4Q15/FY15 Actual vs. Expectation s
FY15 net profit of RM203.3m (+40% YoY) came in within expectations, at 102% and 101% of our and consensus full-year forecasts, respectively.
No dividend was declared in this quarter. Key Result
QoQ, 4Q15 revenue fell marginally by 0.6% to RM439m due largely to lower contribution from gloves division, which accounted for more than 86% of total revenue. Specifically, gloves revenue fell 2% despite higher volume growth (12% QoQ) on the back of 82% utilisation rate which more than offset lower ASP. Pre-tax margin improved to 17.9% from 16% in 3Q15 due to better product mix skewed towards nitrile. The product mix of nitrile and natural rubber for the current quarter stood at 70:30 (versus 68:32 in 3Q15). This brings 4Q15 net profit to RM55.2m (flat QoQ) dragged down by higher effective tax rate of 28% compared to 21% in 3Q15.

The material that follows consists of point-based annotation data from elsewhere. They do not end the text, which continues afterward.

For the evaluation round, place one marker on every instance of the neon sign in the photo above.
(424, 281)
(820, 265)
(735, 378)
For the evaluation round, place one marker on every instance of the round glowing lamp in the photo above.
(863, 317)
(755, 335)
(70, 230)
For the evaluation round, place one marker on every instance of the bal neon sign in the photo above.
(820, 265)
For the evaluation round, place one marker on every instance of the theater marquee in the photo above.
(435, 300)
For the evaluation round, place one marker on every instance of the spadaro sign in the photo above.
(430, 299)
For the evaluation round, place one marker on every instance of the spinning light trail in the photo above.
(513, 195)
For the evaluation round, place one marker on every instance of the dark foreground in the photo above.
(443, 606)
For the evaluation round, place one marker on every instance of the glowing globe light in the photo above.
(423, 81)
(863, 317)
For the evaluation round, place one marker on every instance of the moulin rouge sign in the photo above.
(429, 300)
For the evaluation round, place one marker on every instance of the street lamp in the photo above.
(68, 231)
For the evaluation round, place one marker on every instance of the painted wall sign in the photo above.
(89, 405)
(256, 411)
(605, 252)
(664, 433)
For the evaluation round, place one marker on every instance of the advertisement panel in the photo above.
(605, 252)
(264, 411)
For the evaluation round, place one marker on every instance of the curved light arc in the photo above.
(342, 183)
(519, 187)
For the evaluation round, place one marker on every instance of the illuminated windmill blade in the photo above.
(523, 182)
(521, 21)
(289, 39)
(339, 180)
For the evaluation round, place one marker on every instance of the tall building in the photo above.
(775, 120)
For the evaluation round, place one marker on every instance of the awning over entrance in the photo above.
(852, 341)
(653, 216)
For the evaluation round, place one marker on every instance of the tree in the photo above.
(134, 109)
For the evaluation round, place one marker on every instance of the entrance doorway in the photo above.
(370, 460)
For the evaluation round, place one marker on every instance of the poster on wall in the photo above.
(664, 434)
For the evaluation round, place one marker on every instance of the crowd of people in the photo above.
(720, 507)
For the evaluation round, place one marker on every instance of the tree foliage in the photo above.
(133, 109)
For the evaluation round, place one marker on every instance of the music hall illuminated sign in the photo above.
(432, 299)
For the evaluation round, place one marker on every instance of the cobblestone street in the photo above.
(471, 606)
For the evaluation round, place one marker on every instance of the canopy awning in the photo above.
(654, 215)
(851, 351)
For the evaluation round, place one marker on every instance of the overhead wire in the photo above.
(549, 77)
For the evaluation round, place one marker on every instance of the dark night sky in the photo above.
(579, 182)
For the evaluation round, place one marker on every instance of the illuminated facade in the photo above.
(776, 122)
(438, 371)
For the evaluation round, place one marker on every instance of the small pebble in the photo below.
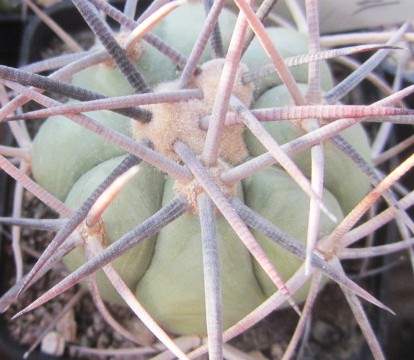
(53, 344)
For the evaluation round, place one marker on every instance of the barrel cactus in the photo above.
(240, 189)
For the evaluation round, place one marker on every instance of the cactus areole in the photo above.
(165, 271)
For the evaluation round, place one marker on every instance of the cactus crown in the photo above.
(209, 189)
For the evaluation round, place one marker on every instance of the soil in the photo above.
(334, 333)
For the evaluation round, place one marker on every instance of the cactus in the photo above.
(243, 182)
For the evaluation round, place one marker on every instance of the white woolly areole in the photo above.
(180, 121)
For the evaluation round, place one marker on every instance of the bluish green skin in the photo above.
(166, 270)
(342, 177)
(138, 200)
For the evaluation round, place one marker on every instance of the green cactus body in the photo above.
(166, 271)
(337, 166)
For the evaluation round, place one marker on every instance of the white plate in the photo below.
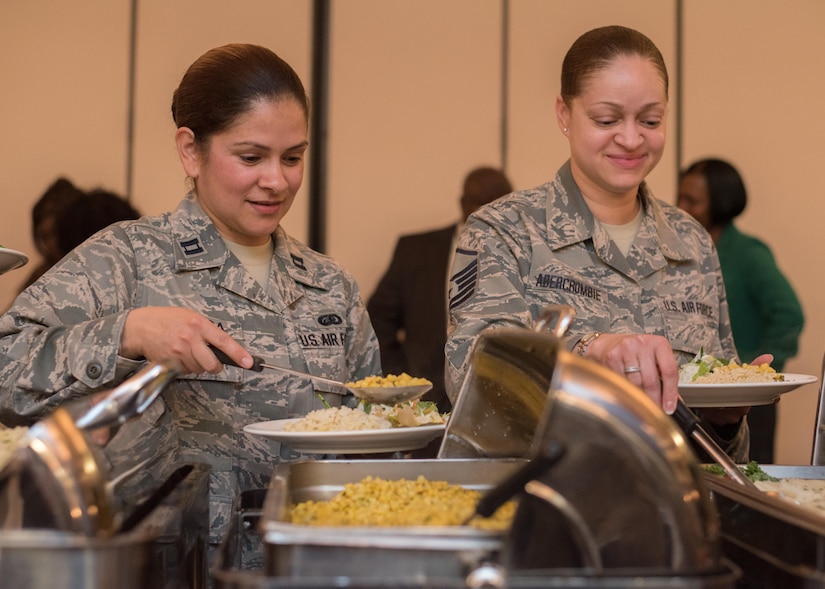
(741, 394)
(11, 259)
(348, 442)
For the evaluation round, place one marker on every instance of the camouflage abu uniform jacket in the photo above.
(60, 341)
(543, 246)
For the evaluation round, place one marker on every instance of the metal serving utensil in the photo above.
(381, 395)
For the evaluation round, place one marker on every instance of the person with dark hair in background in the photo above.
(765, 313)
(94, 211)
(409, 306)
(58, 199)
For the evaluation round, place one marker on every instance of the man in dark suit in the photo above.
(409, 306)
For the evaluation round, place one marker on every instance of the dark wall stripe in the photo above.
(318, 128)
(130, 102)
(505, 82)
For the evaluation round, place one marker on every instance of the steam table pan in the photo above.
(776, 543)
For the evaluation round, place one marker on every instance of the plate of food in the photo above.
(368, 428)
(390, 389)
(11, 259)
(708, 381)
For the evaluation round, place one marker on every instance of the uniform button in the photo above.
(94, 370)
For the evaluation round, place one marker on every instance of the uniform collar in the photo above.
(569, 220)
(199, 246)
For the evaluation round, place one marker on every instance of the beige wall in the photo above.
(415, 102)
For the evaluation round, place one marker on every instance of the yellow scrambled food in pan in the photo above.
(391, 380)
(377, 502)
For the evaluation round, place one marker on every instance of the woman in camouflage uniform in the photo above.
(642, 276)
(219, 270)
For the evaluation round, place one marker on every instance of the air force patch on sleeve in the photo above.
(463, 282)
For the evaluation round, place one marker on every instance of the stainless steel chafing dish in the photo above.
(60, 526)
(624, 506)
(425, 551)
(628, 492)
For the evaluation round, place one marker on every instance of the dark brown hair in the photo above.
(225, 82)
(726, 189)
(596, 49)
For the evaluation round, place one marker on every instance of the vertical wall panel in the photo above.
(62, 107)
(415, 101)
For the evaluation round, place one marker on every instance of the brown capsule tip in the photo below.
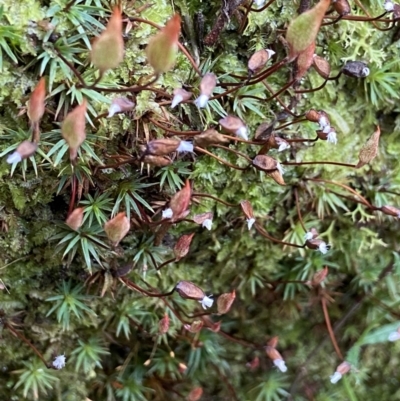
(225, 301)
(188, 290)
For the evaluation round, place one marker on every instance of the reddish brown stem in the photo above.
(166, 263)
(346, 187)
(133, 286)
(296, 195)
(214, 198)
(324, 162)
(236, 152)
(73, 194)
(181, 133)
(201, 150)
(262, 231)
(258, 10)
(329, 327)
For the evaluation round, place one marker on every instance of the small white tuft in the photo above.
(323, 122)
(335, 377)
(242, 133)
(59, 362)
(176, 100)
(283, 146)
(270, 52)
(394, 336)
(332, 138)
(114, 108)
(388, 6)
(167, 213)
(14, 158)
(365, 72)
(201, 101)
(207, 223)
(326, 129)
(280, 364)
(185, 146)
(280, 168)
(207, 302)
(259, 3)
(323, 247)
(308, 236)
(250, 223)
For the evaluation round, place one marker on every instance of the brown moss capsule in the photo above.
(321, 66)
(36, 105)
(117, 228)
(205, 219)
(265, 163)
(313, 115)
(319, 276)
(225, 301)
(73, 129)
(369, 150)
(24, 150)
(195, 327)
(317, 243)
(234, 125)
(163, 325)
(108, 49)
(247, 209)
(188, 290)
(179, 203)
(120, 105)
(181, 248)
(355, 69)
(273, 342)
(342, 7)
(180, 95)
(162, 147)
(277, 177)
(75, 219)
(304, 61)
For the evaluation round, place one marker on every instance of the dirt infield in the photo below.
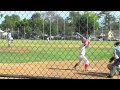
(59, 69)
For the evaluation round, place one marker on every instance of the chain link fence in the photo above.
(45, 44)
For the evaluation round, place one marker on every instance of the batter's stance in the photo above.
(85, 43)
(9, 37)
(114, 61)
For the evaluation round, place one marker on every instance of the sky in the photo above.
(28, 14)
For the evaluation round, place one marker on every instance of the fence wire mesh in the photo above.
(46, 44)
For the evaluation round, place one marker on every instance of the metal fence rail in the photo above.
(45, 44)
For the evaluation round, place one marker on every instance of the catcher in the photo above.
(114, 62)
(83, 46)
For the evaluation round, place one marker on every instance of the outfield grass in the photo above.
(44, 53)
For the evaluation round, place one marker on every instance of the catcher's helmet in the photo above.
(117, 43)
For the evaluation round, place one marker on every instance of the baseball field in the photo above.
(54, 58)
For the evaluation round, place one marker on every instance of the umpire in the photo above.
(114, 61)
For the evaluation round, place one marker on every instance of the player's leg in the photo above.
(77, 64)
(113, 69)
(9, 43)
(86, 63)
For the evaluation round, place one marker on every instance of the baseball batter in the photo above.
(114, 62)
(9, 37)
(83, 46)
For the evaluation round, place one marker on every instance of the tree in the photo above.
(108, 19)
(10, 21)
(36, 24)
(82, 22)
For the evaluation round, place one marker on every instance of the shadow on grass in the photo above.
(97, 74)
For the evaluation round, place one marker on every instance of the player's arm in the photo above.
(87, 44)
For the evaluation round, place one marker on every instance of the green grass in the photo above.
(44, 53)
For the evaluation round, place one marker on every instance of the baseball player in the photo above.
(85, 43)
(114, 62)
(9, 37)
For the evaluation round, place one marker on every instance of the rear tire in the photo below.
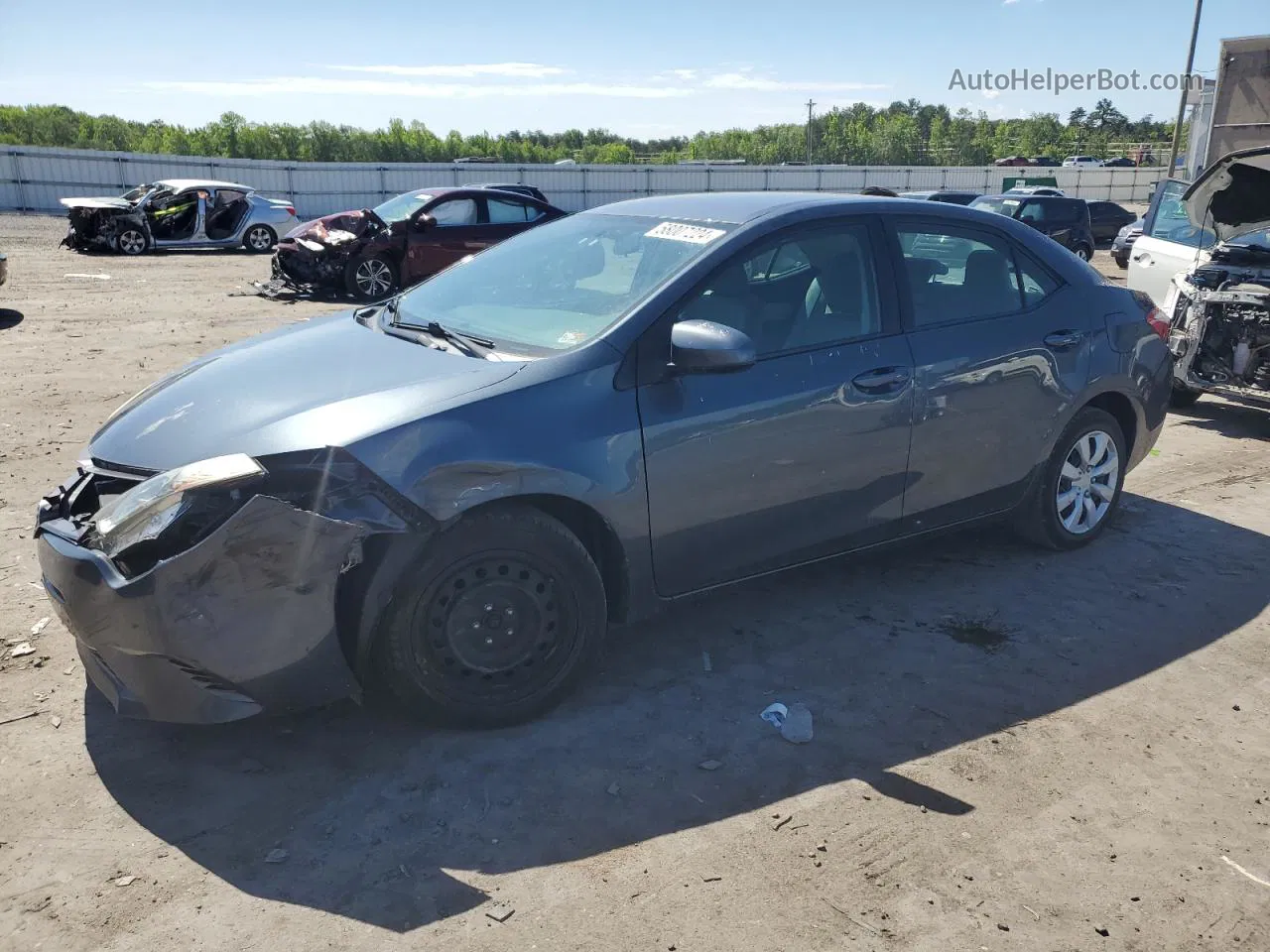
(259, 239)
(1080, 488)
(1182, 398)
(498, 622)
(371, 278)
(131, 241)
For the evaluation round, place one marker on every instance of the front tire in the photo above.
(259, 239)
(371, 278)
(497, 624)
(1080, 488)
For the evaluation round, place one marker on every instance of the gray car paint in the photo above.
(606, 430)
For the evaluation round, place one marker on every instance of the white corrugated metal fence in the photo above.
(32, 179)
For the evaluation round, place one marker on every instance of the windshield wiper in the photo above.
(466, 343)
(470, 344)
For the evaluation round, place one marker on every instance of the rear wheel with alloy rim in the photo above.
(130, 241)
(259, 239)
(1080, 489)
(371, 278)
(498, 624)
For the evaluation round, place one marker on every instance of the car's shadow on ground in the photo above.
(1229, 419)
(371, 809)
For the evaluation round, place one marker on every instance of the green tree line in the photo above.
(902, 134)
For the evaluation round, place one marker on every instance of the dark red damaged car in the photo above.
(377, 252)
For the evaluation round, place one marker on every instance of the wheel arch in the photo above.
(1124, 412)
(365, 594)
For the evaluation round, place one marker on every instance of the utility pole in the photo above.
(1182, 104)
(810, 107)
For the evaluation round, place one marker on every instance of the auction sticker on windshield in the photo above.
(677, 231)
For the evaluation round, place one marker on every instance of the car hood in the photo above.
(1232, 197)
(104, 202)
(341, 227)
(327, 382)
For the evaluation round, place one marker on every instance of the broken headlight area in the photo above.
(139, 520)
(96, 229)
(318, 252)
(1220, 325)
(169, 512)
(300, 262)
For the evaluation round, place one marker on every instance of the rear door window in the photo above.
(1170, 221)
(456, 211)
(956, 275)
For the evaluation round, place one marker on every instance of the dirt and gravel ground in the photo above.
(1097, 779)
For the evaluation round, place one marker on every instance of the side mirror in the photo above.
(705, 347)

YoY, FY15 revenue rose 26% to RM1.7b thanks to higher glove sales volume (+26%) and higher RM ASPs due to the weaker MYR against USD. Higher volume sales, better product mix (the product mix of nitrile and natural rubber for FY15 was 70:30 (versus 57:43 in FY14) and improved operational efficiency led to FY15 EBITDA margin of 21% compared to 19% in FY14. This brings FY15 PATAMI to RM203m (+40% YoY).
Looking ahead, growth in subsequent quarters is to be driven by Plant 2 and 3 with 4b pieces capacity per annum, expected to be running at full capacity. We understand that clients have been found for the new capacity. This brings the three new plants installed capacity to 22b from 16b per pieces of gloves per annum.
Meantime, another ongoing project is also expected to complete and contribute in 2HFY17. Kossan has started construction of one nitrile glove plant located in Jalan Meru near to its existing plants and this plant once completed, will add another 3.0 billion pieces of glove to the existing. With this expansion program gradually completing and contributing within financial year 2017.
No changes to our earnings forecasts.
The share price has retreated 27% and the valuations appear compelling. As such we upgrade our Market Perform rating to Outperform. Our target price is RM9.11 based on unchanged 22x FY17E EPS.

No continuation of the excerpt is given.